MaxFun Sports Laufsport Magazin
Im Laufschritt abnehmen
Nachbrenneffekt nutzen
Auch nach dem Laufen oder dem Training benötigt der Körper Energie. Deshalb sollte man in der anschließenden Regenerationsphase den Nachbrenneffekt nutzen. Hierbei greift der Körper auf die Fettreserven zurück. Nach der sportlichen Aktivität ist die Stoffwechsel-Aktivität erhöht und der Körper ist damit beschäftigt, so schnell wie möglich an Energie zu kommen.
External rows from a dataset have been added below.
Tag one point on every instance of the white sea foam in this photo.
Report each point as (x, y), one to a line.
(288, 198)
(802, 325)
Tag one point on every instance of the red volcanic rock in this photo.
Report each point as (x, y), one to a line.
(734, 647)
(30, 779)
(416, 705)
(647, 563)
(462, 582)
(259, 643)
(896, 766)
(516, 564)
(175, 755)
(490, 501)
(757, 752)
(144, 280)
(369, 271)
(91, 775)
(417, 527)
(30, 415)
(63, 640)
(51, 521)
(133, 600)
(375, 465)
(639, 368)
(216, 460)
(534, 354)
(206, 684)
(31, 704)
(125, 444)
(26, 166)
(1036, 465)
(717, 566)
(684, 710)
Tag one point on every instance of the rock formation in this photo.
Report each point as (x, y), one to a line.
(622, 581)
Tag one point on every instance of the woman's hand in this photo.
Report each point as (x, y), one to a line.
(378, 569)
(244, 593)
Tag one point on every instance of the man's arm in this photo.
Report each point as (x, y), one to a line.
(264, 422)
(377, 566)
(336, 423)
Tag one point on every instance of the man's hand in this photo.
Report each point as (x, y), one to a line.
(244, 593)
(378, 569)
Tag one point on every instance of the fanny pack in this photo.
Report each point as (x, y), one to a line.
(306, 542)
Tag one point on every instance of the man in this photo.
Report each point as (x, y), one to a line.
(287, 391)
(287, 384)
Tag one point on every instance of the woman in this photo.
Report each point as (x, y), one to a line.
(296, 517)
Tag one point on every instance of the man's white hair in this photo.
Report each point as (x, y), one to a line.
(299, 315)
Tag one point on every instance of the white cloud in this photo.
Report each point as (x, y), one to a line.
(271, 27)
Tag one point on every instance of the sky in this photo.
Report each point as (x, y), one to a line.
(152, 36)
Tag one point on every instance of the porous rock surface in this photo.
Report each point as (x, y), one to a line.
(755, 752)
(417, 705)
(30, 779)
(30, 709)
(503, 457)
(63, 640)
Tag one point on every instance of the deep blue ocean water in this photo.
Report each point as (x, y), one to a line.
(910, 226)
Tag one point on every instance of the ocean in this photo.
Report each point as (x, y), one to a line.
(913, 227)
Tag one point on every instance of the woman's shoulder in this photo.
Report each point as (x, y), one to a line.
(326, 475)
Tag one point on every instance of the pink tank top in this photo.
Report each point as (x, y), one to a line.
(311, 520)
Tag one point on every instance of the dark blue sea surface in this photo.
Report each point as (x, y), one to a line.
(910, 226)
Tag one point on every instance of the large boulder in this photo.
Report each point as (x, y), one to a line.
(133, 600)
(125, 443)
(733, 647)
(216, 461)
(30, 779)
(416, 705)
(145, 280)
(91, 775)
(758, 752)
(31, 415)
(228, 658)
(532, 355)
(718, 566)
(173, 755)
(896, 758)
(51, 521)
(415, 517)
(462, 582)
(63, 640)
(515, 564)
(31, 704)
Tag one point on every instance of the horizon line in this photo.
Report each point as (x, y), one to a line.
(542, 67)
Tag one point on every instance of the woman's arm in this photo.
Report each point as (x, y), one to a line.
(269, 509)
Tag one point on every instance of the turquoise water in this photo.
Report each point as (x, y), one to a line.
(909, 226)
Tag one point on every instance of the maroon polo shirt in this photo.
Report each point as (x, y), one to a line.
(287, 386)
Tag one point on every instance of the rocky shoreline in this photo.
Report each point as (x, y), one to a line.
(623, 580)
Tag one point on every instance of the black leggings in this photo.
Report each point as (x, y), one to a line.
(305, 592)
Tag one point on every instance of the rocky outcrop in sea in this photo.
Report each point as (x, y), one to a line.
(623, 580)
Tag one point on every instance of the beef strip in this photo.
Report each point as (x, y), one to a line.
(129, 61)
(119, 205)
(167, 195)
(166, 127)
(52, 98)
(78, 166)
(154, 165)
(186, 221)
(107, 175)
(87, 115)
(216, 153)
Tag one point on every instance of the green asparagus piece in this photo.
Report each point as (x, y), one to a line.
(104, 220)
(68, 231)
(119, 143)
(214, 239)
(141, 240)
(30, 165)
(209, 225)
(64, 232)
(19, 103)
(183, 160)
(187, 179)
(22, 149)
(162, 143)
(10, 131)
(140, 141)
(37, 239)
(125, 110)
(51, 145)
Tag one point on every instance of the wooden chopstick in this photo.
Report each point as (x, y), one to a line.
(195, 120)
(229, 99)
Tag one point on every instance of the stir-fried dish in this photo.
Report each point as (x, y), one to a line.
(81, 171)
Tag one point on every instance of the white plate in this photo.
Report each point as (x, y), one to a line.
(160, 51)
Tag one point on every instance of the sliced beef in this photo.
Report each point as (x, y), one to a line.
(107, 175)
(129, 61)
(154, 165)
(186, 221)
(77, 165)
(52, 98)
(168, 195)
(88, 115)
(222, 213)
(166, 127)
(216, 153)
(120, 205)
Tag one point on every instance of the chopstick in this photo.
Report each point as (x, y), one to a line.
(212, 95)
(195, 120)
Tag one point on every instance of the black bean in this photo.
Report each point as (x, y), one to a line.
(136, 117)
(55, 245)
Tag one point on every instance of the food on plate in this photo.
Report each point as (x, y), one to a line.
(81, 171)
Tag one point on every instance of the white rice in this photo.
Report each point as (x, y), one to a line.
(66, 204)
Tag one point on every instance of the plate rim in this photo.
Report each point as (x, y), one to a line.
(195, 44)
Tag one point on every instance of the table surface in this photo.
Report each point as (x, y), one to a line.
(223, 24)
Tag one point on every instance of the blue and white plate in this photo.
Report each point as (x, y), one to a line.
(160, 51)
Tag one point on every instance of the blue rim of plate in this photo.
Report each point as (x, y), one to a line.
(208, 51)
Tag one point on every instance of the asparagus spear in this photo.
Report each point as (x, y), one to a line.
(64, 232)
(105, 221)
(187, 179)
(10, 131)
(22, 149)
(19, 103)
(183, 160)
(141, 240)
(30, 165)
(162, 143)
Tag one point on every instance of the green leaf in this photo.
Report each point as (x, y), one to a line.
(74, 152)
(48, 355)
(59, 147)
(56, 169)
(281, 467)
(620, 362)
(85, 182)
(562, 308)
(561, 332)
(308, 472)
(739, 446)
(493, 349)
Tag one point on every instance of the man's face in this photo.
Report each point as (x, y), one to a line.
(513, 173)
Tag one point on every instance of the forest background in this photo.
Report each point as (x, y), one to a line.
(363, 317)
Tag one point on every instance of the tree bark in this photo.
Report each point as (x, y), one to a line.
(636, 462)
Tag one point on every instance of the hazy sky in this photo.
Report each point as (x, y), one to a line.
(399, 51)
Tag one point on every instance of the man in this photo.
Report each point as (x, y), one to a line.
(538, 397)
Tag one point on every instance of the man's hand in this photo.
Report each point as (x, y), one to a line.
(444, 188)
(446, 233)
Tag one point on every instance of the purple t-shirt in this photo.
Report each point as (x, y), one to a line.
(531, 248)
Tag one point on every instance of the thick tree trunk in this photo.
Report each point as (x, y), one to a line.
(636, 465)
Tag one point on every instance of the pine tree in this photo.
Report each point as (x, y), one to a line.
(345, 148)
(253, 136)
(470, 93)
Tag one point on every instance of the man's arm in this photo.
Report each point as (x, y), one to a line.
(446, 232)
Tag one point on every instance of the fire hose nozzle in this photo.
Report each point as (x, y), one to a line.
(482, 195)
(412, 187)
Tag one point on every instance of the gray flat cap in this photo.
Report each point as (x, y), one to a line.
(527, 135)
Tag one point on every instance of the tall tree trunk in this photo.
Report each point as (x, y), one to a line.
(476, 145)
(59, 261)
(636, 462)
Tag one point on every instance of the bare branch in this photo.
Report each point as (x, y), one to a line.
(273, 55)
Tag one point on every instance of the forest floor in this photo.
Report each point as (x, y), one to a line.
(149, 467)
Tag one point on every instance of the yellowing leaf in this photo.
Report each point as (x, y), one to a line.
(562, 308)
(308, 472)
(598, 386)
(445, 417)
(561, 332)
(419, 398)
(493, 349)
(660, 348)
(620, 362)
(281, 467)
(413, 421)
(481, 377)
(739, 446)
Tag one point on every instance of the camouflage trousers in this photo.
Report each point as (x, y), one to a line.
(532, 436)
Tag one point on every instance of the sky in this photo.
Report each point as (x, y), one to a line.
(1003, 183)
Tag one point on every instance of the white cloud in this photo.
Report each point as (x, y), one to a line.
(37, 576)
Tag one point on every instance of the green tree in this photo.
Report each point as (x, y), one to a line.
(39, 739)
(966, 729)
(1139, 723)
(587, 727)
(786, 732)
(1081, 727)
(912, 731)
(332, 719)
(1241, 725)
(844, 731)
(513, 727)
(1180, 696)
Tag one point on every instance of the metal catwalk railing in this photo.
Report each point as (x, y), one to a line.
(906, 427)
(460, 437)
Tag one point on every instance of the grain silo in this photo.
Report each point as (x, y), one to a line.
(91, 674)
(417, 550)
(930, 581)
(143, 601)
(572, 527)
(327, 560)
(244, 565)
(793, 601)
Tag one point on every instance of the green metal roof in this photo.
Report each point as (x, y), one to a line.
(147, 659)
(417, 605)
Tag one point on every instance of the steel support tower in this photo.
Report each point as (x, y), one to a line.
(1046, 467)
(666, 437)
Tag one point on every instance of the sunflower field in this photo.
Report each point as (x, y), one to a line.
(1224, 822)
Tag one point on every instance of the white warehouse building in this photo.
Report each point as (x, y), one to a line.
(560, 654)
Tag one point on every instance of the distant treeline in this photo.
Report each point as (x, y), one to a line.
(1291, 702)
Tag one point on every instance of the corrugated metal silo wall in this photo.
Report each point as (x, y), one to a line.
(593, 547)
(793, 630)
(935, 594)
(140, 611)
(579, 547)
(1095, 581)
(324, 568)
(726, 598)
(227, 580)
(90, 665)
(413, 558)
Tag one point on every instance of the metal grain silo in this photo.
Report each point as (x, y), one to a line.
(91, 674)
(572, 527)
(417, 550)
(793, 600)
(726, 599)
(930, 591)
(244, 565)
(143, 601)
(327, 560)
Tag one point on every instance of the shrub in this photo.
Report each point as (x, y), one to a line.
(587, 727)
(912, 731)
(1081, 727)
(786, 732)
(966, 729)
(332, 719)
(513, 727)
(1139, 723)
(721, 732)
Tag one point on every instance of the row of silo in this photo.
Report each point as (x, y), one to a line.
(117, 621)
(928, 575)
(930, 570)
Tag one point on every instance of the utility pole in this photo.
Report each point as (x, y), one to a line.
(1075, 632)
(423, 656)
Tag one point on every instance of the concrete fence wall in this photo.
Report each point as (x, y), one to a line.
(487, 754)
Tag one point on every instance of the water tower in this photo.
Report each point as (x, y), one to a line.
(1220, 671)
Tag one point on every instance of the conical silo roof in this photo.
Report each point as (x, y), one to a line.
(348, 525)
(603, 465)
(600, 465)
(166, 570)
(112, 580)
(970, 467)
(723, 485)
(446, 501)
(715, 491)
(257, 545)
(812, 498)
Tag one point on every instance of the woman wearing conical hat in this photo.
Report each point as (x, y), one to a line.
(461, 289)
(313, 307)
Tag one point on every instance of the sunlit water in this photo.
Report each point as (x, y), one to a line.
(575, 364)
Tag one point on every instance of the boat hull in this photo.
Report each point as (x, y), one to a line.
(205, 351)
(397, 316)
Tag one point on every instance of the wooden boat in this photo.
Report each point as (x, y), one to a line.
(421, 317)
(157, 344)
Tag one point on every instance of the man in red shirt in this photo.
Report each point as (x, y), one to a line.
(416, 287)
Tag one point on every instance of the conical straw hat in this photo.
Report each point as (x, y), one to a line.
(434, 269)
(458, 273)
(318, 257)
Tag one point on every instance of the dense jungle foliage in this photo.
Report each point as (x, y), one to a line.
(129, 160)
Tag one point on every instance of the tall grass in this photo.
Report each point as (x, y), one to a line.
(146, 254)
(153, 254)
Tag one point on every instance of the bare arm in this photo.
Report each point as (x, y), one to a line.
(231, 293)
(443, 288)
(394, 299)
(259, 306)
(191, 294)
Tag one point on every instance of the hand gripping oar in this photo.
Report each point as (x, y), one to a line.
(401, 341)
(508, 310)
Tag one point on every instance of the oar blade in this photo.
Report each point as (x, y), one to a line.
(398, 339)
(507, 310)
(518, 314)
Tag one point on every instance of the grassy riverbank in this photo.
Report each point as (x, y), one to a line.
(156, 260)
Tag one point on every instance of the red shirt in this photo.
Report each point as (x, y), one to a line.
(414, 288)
Der Körper schüttet mit dem Regenerationsprozess vermehrt Hormone aus, um die Muskeln wieder aufzubauen. Atmung, Herzfrequenz und der Stoffwechsel werden wieder auf den Normalzustand heruntergefahren und dazu braucht der Körper zusätzliche Kalorien. Auch nach einer lockeren Laufrunde profitiert man ein bis zwei Stunden nach der Aktivität von einem erhöhten Kalorienverbrauch.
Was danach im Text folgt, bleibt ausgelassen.